The progress of the hype to reality cycle has been happening in front of everyone's eyes this year. According to IDC, global SD-WAN infrastructure and services revenues are growing at a rapid pace and expected to reach $8bn by 2021. The figure for EMEA is predicted to hit $2.4bn. The growth is being driven by digital transformation, the rise in cloud-based SaaS business applications and a wider acceptance of SDN. Not only are resellers making money out of the technology but all of the vendors you would expect to be lining up behind it are doing so. Cisco used its partner event in November to talk about how it had a robust offering, combining security into the mix. Silver Peak has also been pushing its partner base to get more involved with a market that is growing quickly. Oracle decided it also needed to get a slice of the action and purchased Talari last month. There are also indications that the battle ground is moving on from SD-WAN with Juniper Networks using its recent partner event in London to talk about it being a stepping stone on a longer journey to multi-cloud. Expect more of that sort of talk in 2019.

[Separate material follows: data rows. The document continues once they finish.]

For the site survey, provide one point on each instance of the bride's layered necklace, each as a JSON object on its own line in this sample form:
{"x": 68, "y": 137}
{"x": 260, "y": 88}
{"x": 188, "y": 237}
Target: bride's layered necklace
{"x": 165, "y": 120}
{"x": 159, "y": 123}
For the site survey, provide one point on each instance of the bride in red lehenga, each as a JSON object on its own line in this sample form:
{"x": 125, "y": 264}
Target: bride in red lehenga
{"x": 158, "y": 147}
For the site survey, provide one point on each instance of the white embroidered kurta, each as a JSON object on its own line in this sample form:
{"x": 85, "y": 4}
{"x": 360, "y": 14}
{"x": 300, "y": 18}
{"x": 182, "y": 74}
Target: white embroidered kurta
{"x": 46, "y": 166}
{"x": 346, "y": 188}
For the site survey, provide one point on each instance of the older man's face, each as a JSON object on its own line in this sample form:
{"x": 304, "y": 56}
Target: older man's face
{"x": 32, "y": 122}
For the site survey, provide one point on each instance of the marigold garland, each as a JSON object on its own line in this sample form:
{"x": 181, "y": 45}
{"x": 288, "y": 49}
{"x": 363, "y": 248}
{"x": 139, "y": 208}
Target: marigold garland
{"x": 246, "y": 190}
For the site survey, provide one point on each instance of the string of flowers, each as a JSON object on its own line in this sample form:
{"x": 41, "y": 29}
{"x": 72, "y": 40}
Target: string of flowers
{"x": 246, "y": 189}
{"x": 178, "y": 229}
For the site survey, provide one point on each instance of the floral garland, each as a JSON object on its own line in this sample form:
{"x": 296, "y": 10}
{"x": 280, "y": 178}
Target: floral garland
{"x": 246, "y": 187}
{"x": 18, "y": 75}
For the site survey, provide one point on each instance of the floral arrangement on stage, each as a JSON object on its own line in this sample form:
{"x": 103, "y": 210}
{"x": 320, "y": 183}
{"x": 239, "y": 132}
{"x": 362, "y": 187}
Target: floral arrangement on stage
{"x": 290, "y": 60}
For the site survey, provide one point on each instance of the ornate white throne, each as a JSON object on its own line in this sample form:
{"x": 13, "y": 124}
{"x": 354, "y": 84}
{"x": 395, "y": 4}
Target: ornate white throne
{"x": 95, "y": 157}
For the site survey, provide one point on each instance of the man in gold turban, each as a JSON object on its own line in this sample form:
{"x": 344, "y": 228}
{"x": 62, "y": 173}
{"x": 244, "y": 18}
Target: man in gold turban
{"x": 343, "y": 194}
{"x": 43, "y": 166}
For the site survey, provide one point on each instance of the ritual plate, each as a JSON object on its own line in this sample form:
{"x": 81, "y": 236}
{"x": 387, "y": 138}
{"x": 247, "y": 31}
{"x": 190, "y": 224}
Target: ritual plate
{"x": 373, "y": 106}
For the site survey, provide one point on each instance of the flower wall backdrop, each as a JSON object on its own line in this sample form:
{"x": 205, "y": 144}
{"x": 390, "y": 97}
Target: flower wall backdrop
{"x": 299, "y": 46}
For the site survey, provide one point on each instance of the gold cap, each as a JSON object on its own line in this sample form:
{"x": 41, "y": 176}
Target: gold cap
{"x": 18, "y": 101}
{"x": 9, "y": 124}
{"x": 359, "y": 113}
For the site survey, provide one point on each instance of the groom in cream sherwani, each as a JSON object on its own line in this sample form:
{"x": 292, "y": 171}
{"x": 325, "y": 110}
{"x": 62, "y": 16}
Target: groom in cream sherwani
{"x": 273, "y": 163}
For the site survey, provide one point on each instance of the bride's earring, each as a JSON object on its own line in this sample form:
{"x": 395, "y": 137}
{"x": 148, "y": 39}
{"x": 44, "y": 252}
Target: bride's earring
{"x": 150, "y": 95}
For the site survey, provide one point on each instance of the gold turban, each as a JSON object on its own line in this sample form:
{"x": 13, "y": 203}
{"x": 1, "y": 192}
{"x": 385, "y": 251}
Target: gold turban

The days when a reseller could rely on the relationship with an IT director being key to driving revenue were already under strain before 2018 started. Over the course of the year it has become even clearer that IT budgets have become diluted across a number of executives and the challenge for the channel has been to identify those now holding the purse strings. At the same time the long awaited impact of the millennials is starting to be felt with the channel getting a warning in April from Spiceworks that things are changing. “Millennials are moving up the corporate ladder and are becoming more responsible for IT buying decisions. This is going to have a big impact on how the channel markets and sells to its buyers,” says Sanjay Castelino, vice president of marketing at Spiceworks. “We know millennials’ tech preferences and buying habits are markedly different from previous generations, and the channel will need to cater to them accordingly.” That changing buying landscape is only set to continue to change in the year ahead.
Although it's impossible to talk about the last 12 months without referring to Brexit the issue has not been one that has publicly dominated the channel. There has been the occasional flash at an event or in a one to one where views have been shared but in the main the channel has kept its own counsel on the topic. But over the past few weeks there has been a growing sense of exasperation that with just 100 days until Britain is meant to leave so little is still decided. Amidst votes of no confidence and threats of no deal the irritation has increased. One senior executive summed it up: "We have to sit down in October and do all of our planning for the year ahead and all we can do is come up with contingency plans for after March. Plus it's giving those customers who want an excuse to delay projects a chance to push spending back." His views will have no doubt have been shared by many. At the time of writing it seems that there will be a vote on the Brexit plan in early January and the commitment to leave by 29 March remains a government ambition.